Thursday, September 5, 2019

Tempest


The storm appeared out of nowhere,
tossing our ship back and forth
like a shuttlecock batted by sweaty young boys
in their junior high gym class,
gray t-shirts emblazoned with their school logo
and embarrassingly tiny red shorts,
and this simile brought Jacob to mind,
and I wondered what he was doing now,
so many years later,
with his pretty blonde wife and two kids.
When I dream of him,
does he dream of me too?
Does he ever think about me?
Ever wish he were with me?
Probably not now,
with the salty fingers of the sea
slapping my face,
blinding my eyes.
I try to walk across the slippery wet deck,
staggering like a drunk,
wind shrieking in my ears,
loud thunder cracks I can feel right in my stomach.
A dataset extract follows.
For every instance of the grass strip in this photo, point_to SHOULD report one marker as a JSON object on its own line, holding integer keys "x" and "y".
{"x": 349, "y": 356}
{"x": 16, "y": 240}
What am I even doing here?
I could be safe on shore, sipping an iced tea,
watching the brutal storm
terrorize the sea,
wondering what kind of idiots would be out
in this weather,
their boats taking on water,
men shouting,
the heaving, the rocking,
too terrifying to make you sick,
the lightning striking just behind you,
all your hairs standing up on end,
all this for a fish
that probably went extinct thirty years ago,
long before I even met Jacob,
in a junior high hallway,
and I couldn’t open my locker,
and he laughed at me,
but he showed me how.
I always told him that I would be
a marine biologist.
Every girl in our school
wanted to be a marine biologist,
inasmuch as they wanted to ride dolphins
and hug the seals,
but you’d have to go somewhere with water
to live the dream.
So the other girls who went to landlocked colleges
and married landlocked men
gave up,
but not me.
I am hunting the ugliest fish
that ever swam while dinosaurs rambled
and volcanoes erupted and meteors tumbled.
And if I find it,
I might wind up briefly named in some textbook,
and it will make absolutely no difference
in your life.
So here I am,
sitting on the deck,
dirty orange rescue vest over my shoulders.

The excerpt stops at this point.